# ACube problem



## blah (Jun 13, 2008)

I've searched for quite a while but I haven't found any threads related to this so here goes: when I try to start ACube a message pops up and says "Failed to load Main-Class manifest attribute from C:\...<my directory>...\ACube3.jar".

I'm completely illiterate in programming so I don't know what I've done or what I've not done for this to happen. I've read the readme and it says I'm supposed to just open the .jar file but this is what I got. Anyone else with the same problem?

And I'm quite sure I have the proper version of JRE because I can run JNet and CCT normally.

By the way I downloaded the latest 3.1c Java Version Beta since there wasn't any other versions available for download at Josef Jelinek's site. And if it helps in fixing this problem, my OS is Windows Vista Home Basic.

Thanks in advance.


----------



## tim (Jun 13, 2008)

blah said:


> By the way I downloaded the latest 3.1c Java Version Beta since there wasn't any other versions available for download at Josef Jelinek's site. And if it helps in fixing this problem, my OS is Windows Vista Home Basic.
> 
> Thanks in advance.



3.1 doesn't sound like the latest JavaRE at all. It even doesn't sound like Java .

Anyway: try to run

```
java -jar ACube.jar
```
from the console


----------



## AvGalen (Jun 13, 2008)

Latest java runtime is probably not on Josef Jelinek's site  http://java.com/en/download/index.jsp or http://www.sun.com/getjava are updated more often.
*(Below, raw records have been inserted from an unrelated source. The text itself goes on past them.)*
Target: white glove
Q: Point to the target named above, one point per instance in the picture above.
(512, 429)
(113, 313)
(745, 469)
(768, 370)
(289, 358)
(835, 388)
And make sure that you haven't unpacked the jar-file. If you have a jar file, it's fine. If you have a zip-file, unpack it so you get a jarf-file. Don't unpack the jar file! Some people have complained about browsers that consider a jar file as a zip file which leads to problems.


----------



## fanwuq (Jun 13, 2008)

Don't open the .jar file. Open the .exe file (the command line).
That was my mistake at first anyway.


----------



## blah (Jun 14, 2008)

Sorry if I was unclear but what I meant was 3.1c is the version of ACube not JRE.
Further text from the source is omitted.